The clip shows something else. Not a swarm but a clump, a bedraggled-looking clump. And not paparazzi either. There are two autograph hunters, a woman with a camera, a couple of girls holding up phones, and a gangling red-headed creature in a striped shirt. This last being moves slippily behind the main party before winding up next to the van into which Katie Holmes is bundling her daughter and another little girl. The redhead faces away from Katie and cranes an arm overhead, wrist angled sharply down, so the cell phone can catch something before the door closes.

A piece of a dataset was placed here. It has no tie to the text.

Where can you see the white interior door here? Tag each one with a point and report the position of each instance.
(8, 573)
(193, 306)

Flashes are going off from somewhere, so maybe that's where the paparazzi are. If so, they're at a respectful distance. The people up close seem respectful too. “Hi, Katie, how's it going?” somebody calls as the party—star, daughter and other girl—emerge from a fancy hotel. Everyone falls in step with the big three, acting as if they were all out for a stroll together, one that involves a dozen people and starts with the hotel door and ends at the van.

Suri has a broad face like a shield, a handsome frowning face that recalls her dad. She wants the sidewalk stragglers out of her way. “We're trying to get to the car!” she says, exasperated. A man holds out a pen and (I think) an album cover, which he wants her to sign. “Go away!” she says, and they are past him. The man bends double to keep from jostling, not Suri, but the girl who's next to Suri.

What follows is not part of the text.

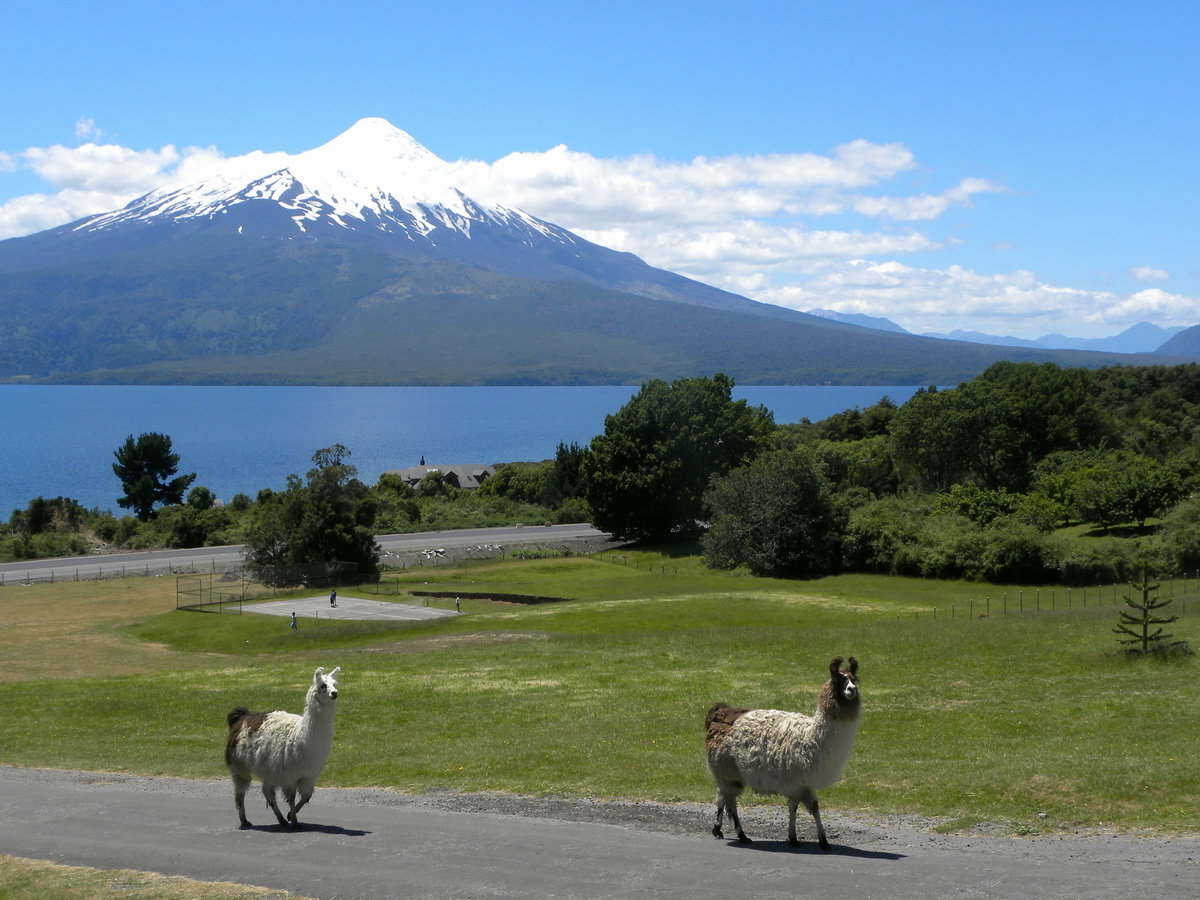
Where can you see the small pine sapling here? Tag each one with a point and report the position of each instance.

As Katie hands the two girls into the van, the man gives voice. “So long, Suri,” he says. “You little brat.” He doesn't say it loudly. He's griping on the sidewalk, a loser who's been ploughed aside. A neighbor tells him to remember she's a little girl, and the man begins bickering with the neighbor. That's when “bitch” comes along. “She's bitch, little brat kid, man, little brat,” the man says, too muckle-mouthed for indefinite articles.

Suri Cruise has toned arms. There they are, cleft arms on a kid who's seven years old. She's already made from celebrity rope, the superior toned flesh that famous people wear. When we first see her in the clip, she's carried by the other little girl. That's in the hotel lobby; we catch sight of them through the glass door, Suri slung in the other girl's arms like a bride. She's being carried because, because… it's really hard to say. She doesn't have a foot or leg injury. Maybe the hotel's staff and visitors wanted to wave to her before she left.

News stories referred to the second girl, the carrier, as Suri's “friend.” Not likely. The girl's a yard taller and four or five years older, and she does things like carry Suri Cruise in her arms and stand between her and sidewalk loafers. Odds are she's an employee, a new variant on the giant bodyguards who get between wiry rock stars and the outside world. When you're a little girl who's important enough, you get a human accessory, a tall girl chosen for looks (you don't wear ugly clothing, so you don't wear ugly people) and her ability to stand wherever is most convenient for you.

The Suri “brat” incident isn't a paparazzi horror story, but it's still a downer. The skinny man who says “brat,” the girls with the cell phones, the red-headed, stork-like being that sways next to Katie Holmes' van and goggles up at his or her phone, trying to get in the same shot as the car. These are the beings that clump near Suri and her mother when it's time to drive someplace. Watching the scene is like watching a program where a few people get to be people and everyone else acts like they're turning into lint.

Fame watchers hate Tom Cruise. Most likely that's because, of all celebrities, he's the firmest believer in the celebrity creed: Focus on every little thing and every big thing and get them right and you can be one of the planet's wonderful people, one of the famous; and if you don't, then you were too weak to get it together and make the choice. The “brat” episode is depressing because it shows us Suri will never learn that her dad is wrong.